The environment variable LIBOMPTARGET_SYNC_COPY_BACK is the trigger to use the workaround. Before AOMP 20.0-1 it had a default value of true to force synchronous copy backs. In this release we set the default to false which will improve performance for kernels with lots of return maps. But if your machine does not have the ROCm 6.3 firmware, you should set LIBOMPTARGET_SYNC_COPY_BACK=true to avoid potential errors.
Changes since AOMP 20.0-0:
- Changed default LIBOMPTARGET_SYNC_COPY_BACK=false
- Dropped support for CentOS 7/8/9, Ubuntu 20.04, SLES15-SP4
- Added support for RHEL 8/9, Ubuntu 24.04, SLES15-SP5
- Updated to ROCm 6.3 sources
- Added new component, SPIRV-LLVM-Translator. This is initial support for spirv JIT offloading. This includes a spirv to LLVM IR translation tool installed in the compiler bin directory lib/llvm/bin/amd-llvm-spirv. Toolchain support to support SPIRV is still in development.
- Added a new release file showing the summary of relevant git commits since the last release. See llvm-project-20-0-1-gitlog-summary.txt
- Upgraded cmake to 3.25.2
- Changed the commands for OpenMP offload linking to use the clang-linker-wrapper command. The old method was set of intermediate commands that passed files between various steps of the heterogeneous linking process. The default command line option before 20.0-1 was --opaque-offload-linker. The default is now --no-opaque-offload-linker. While both methods performed similar GPU linking, IR optimizations and backend, there were minor differences in the final offloading image that caused issues that have been resolved. One can still see the commands from the old method with the command line options "-v -save-temps --opaque-offload-linker",
- Corrected the installation lib-debug directories to contain debug builds of various runtime libraries. The sources of all debug runtimes are also installed so that gdbtui will automatically find the sources.

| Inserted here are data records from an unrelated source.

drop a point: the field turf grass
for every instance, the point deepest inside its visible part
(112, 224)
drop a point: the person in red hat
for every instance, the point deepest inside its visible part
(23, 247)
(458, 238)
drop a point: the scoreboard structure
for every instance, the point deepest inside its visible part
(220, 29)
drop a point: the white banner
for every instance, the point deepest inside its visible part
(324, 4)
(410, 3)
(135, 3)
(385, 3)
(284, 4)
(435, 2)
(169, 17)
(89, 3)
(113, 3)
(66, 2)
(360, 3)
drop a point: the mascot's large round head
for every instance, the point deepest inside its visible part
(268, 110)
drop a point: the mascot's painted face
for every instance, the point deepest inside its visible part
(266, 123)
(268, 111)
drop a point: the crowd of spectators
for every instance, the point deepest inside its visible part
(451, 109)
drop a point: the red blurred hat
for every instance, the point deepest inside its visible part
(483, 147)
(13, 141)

Merged roct and rocr into a single aomp build COMPONENT. - Renamed flang-legacy binary to **flang-classic"" as it is better known by the flang community. Yes, this will be deprecated in the future for the new llvm flang. Currently "flang" is a symbolic link to flang-classic binary.
Errata:
- Potential data corruption as a result of an SDMA issue when AOMP generated binaries are run without ROCm 6.3 amdgpu-dkms-firmware. Set LIBOMPTARGET_SINC_COPY_BACK=true to avoid problem with OpenMP.
- THIS RELEASE CANNOT BE BUILT FROM SOURCE EXTERNALLY. This is because there is a new AMD repository that is not yet available. In the next release this repository will be made public and put in the aomp manifest for cloning to support source build of aomp.
rocm-6.3.0
ROCm release v6.3.0
rocm-6.2.4
ROCm release v6.2.4
AOMP Release 20.0-0
These are the release notes for AOMP 20.0-0. AOMP uses AMD developer modifications to the upstream LLVM development trunk. These differences are managed in a branch called the "amd-staging". This branch is found in a mirror of upstream LLVM found at https://github.com/ROCm/llvm-project. The amd-staging branch is constantly changing as it merges the upstream development trunk with its downstream development updates. The AMD modifications are experimental while under review for the upstream trunk. AOMP uses a snapshot of amd-staging at the commit ids and dates listed below. AOMP also includes builds of related ROCm components. We call AOMP a "standalone" build as it does not use or require ROCm with the exception of the kernel module (dkms) and libdrm which are often part of the Linux distribution. AOMP is isolated from any ROCm installations by installing into /usr/lib/aomp and the use of RPATH for runtime libraries.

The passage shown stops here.